Kecuali yang bersangkutan melakukan perbuatan amoral, terlibat korupsi, narkotika atau melawan kebijakan Keuchik setelah Keuchik terpilih menjabat.
Penegasan Pj. Bupati Aceh Selatan Cut Syazalisma itu, tampaknya tidak berlaku bagi Keuchik Gampong Lhok Bengkuang Timur Wirli.
Bahkan dengan enteng keuchik tersebut melawan penegasan Pj. Bupati Aceh Selatan Cut Syazalisma.
Menurut keterangan, selain kebijakan Keuchik, pemecatan guru PAUD Gampong Lhok Bengkuang Timur itu, atas salah seorang tim sukses yang juga menjabat sebagai Bendaharawan Gampong Lhok Bengkuang Timur Ernawati yang mempunyai hubungan kekerabatan Keuchik (adik ipar keuchik).

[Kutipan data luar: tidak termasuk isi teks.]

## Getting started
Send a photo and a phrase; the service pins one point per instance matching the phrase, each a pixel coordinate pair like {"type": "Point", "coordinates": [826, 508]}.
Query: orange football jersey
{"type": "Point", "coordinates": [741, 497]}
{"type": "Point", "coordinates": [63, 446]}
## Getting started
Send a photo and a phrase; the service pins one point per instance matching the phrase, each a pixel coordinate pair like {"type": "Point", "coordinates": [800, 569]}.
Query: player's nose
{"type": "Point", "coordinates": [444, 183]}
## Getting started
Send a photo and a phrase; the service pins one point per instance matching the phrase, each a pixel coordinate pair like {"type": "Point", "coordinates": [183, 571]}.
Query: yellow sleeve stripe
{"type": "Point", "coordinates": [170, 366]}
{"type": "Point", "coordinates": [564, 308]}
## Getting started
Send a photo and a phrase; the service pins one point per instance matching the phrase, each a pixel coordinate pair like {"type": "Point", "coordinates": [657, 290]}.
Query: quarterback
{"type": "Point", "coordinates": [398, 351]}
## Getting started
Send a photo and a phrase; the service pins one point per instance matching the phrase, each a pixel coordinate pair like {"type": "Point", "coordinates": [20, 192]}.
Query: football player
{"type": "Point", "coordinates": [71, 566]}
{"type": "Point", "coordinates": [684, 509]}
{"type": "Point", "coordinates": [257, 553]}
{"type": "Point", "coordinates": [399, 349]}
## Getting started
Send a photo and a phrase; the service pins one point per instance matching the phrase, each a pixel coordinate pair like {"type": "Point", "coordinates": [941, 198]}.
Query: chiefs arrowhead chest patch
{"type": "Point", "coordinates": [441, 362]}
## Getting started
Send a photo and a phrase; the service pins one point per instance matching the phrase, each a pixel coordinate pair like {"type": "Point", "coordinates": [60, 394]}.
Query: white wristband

Praktek KKN di Gampong Lhok Bengkuang Timur disebut-sebut sangat kentara yakni Direktur BUMG yakni adik kandung Keuchik Lhok Bengkuang Timur Wirly.
Menanggapi banyaknya persoalan di Gampong Lhok Bengkuang Timur, Camat Tapaktuan Ramzil mengakui sangat pelik.
“Hal itulah yang akan kita benahi pelan-pelan, termasuk bendahara yang disebut-sebut warga setempat,” kata Camat Ramzil. (Maslow Kluet).